The United Kingdom continues to modernise its structures and functions. Would that we were doing likewise! Cameras are now allowed inside the UK Court of Appeal, and proceedings are being broadcast live. For the past two years, proceedings in the Supreme Court, the highest court in the UK, have been streamed live on the Internet.
Not all of the proceedings are being broadcast. Defendants, victims and witnesses will not be shown on camera, but lawyers’ arguments and judges’ statements will be.
“This is a landmark moment that will give the public the opportunity to see and hear the decisions of judges in their own words. It is another significant step towards achieving our aim of having an open and transparent justice system.”
The Right Hon. The Lord Thomas of Cwmgiedd, Lord Chief Justice of England and Wales, in delivering the Birkenhead Lecture, on October 21, 2013, also welcomed the move. He said:
“I and my fellow judges welcome the recording of the proceedings. We believe it will help assist understanding of the way in which the courts work and enable the public to see the way justice is delivered in an even more open and transparent manner than at present. I look forward to people to seeing the court as it actually works…”
I look forward to the day when cameras and audio recording equipment are allowed into Jamaican and other national courts of the Caribbean. In anticipation of the flurry of responses about the need to fix bathrooms, buy law reports and repair roofs and air conditioning before buying cameras, let me say I don’t think we have to wait until the government can afford to broadcast court proceedings, whenever that may be.

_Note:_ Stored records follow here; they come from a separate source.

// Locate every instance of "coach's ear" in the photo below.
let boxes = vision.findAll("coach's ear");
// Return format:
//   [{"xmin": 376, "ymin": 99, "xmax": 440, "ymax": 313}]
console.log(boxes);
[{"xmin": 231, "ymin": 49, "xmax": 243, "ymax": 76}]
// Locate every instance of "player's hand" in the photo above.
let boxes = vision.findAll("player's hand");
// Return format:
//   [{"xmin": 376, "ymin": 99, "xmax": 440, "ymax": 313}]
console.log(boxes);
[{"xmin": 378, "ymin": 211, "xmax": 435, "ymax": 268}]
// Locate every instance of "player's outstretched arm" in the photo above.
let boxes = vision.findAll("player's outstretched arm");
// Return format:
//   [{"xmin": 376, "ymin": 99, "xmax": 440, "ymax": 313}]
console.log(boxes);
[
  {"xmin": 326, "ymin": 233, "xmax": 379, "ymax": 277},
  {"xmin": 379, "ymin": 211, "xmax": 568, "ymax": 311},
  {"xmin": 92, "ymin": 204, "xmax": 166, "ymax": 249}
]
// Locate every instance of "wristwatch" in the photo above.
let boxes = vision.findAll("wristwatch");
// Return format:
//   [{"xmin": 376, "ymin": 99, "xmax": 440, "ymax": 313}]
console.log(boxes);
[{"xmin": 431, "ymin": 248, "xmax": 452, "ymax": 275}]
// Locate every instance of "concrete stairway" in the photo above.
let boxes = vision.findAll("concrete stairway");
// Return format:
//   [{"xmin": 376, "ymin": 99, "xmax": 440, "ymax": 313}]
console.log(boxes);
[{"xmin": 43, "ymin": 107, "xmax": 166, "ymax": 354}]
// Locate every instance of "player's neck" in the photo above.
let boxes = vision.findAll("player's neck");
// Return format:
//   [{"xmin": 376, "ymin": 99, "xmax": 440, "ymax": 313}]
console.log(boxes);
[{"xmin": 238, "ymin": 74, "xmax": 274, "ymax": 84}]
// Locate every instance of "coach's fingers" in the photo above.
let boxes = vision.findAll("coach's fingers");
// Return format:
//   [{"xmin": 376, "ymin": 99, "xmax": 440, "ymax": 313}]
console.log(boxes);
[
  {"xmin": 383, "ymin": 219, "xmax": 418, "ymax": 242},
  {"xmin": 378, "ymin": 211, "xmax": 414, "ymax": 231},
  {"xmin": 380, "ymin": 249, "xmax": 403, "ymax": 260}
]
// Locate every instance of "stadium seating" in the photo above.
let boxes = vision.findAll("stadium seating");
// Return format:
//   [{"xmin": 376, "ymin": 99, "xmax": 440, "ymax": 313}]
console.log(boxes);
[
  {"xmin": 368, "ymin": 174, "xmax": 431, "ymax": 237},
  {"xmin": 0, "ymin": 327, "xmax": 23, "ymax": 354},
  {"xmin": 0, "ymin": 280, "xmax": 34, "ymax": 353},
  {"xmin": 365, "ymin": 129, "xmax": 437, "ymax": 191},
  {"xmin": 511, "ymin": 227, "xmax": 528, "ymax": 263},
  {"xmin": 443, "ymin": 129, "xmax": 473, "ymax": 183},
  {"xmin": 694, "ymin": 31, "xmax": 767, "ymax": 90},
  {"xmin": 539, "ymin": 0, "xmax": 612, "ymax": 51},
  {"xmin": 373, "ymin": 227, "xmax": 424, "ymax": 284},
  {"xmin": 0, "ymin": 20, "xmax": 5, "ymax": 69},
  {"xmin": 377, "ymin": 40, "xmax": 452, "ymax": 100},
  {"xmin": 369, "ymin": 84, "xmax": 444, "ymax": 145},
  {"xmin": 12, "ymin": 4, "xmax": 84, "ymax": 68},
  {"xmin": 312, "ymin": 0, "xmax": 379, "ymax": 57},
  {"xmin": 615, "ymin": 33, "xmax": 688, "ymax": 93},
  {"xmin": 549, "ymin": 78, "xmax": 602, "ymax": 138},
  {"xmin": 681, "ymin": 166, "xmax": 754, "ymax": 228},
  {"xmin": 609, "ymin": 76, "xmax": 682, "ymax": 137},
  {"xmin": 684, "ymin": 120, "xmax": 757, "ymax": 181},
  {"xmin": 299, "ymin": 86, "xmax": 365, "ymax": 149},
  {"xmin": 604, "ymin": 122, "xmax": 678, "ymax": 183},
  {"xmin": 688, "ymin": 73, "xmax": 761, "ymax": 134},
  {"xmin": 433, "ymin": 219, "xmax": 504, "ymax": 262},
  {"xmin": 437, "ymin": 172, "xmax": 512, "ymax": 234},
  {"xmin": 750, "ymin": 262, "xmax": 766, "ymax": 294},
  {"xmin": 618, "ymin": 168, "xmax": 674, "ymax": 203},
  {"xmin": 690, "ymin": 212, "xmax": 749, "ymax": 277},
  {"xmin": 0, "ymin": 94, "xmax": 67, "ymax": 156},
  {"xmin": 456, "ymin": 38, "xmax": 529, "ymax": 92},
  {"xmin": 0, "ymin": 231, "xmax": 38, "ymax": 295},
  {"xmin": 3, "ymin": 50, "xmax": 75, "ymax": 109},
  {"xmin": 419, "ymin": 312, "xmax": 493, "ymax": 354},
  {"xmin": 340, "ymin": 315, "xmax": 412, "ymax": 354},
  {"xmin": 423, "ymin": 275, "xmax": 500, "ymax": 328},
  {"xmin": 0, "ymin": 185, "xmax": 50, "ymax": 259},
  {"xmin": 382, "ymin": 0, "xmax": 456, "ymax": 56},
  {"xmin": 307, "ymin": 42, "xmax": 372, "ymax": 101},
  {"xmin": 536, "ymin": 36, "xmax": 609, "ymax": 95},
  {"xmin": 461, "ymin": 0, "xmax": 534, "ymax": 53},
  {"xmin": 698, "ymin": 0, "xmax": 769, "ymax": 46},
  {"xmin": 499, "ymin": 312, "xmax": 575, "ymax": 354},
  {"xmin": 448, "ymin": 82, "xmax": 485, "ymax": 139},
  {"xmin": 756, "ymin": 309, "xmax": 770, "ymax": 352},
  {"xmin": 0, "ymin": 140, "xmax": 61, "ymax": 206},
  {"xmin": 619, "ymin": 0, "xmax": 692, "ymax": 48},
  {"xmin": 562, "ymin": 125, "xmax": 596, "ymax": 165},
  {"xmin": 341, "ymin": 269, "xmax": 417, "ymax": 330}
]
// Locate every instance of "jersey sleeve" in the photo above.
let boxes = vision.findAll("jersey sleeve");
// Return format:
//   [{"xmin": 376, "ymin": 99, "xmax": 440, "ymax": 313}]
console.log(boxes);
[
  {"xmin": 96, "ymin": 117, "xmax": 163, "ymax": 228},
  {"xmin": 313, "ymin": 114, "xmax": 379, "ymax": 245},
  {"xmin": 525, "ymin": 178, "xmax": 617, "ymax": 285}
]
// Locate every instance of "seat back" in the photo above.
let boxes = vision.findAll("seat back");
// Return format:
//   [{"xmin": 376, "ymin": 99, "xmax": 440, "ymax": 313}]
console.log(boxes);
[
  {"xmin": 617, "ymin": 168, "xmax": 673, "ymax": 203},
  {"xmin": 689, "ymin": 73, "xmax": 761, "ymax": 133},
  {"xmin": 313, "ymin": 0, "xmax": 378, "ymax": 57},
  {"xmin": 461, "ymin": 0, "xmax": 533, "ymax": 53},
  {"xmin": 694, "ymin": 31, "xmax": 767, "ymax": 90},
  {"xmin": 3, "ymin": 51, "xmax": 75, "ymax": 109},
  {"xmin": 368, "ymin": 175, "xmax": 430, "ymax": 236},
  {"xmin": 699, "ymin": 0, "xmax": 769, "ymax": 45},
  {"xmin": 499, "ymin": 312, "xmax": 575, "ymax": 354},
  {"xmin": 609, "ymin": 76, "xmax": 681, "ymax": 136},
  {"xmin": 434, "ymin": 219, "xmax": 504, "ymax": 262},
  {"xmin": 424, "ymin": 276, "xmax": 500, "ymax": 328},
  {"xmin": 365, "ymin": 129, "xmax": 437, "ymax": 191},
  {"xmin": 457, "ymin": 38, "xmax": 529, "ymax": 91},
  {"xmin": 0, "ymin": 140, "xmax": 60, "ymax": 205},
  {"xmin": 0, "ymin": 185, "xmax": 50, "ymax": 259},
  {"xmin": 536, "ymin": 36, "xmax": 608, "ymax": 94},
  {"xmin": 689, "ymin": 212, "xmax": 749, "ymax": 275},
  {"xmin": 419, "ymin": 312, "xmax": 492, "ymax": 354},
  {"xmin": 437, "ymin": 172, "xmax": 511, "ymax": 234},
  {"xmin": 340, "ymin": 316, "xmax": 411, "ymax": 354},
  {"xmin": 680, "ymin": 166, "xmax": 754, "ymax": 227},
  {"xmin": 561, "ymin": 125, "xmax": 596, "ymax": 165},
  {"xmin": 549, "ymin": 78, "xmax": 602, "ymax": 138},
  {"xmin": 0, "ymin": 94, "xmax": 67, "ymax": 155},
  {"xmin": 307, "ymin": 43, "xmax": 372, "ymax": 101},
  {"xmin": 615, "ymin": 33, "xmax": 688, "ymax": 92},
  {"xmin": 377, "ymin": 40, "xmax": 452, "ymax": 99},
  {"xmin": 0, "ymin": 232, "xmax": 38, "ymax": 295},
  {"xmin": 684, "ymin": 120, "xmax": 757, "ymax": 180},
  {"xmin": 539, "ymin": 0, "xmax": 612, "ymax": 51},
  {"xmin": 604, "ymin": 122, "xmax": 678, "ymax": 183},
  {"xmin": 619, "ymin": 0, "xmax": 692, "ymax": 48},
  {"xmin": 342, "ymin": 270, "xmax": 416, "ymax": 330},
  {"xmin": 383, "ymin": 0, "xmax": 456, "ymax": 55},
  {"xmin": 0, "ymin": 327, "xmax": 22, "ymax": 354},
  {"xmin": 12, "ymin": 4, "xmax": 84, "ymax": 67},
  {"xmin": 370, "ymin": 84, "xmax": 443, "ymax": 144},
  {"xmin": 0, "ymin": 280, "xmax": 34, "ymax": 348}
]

National news organisations would be panting at the opportunity to televise some major trials. Procedures could be worked out to avoid having lawyers and judges tripping over cameramen. Arrangements could be made for a single camera to record, with the tapes to be shared with all interested media houses, or perhaps to provide access via web streaming. Protocols can also be worked out in terms of what may and may not be televised, as has been done in the UK.
Newsrooms will have no interest in televising the vast majority of court proceedings. However, trials of significant public interest and those that involve important issues of law, constitutional or otherwise, should be televised, for transparency and better understanding of the court procedures.
Our traditional methods of relying on accounts of the day’s proceedings from news reporters are no longer adequate in an age of increased openness and transparency. News reporting is severely restricted in terms of the time that can be allocated to any one story. On average, each day’s proceedings can consist of five hours of testimony and argument. A radio reporter will have about 90 seconds of air time into which to condense all that. A television reporter may have all of three or four minutes. Newspapers of course, have more space, but often don’t have as much impact, and certainly don’t have the reach of television.
So I think that the time has come to go beyond our customs of the past 100-plus years. We already have in the region, in the Caribbean Court of Justice, a court which has, through technology, thrown its doors wide open to the public. Proceedings are recorded for both audio and video, and during the Jamaican leg of the Shanique Myrie case, local media houses were able to air excerpts from the proceedings for the public to hear.
We don’t have to wait to do this until “we have the money.” Let’s make a decision that it’s important, enact
the laws needed to allow it to happen, and then work out details afterwards.
I join with the Lord Chief Justice of England and Wales in saying that I too would “look forward to people to seeing the court as it actually works…”
PS: It’s NaBloPoMo in the US (National Blog Posting Month) so I’ve joined the challenge of posting every day during November.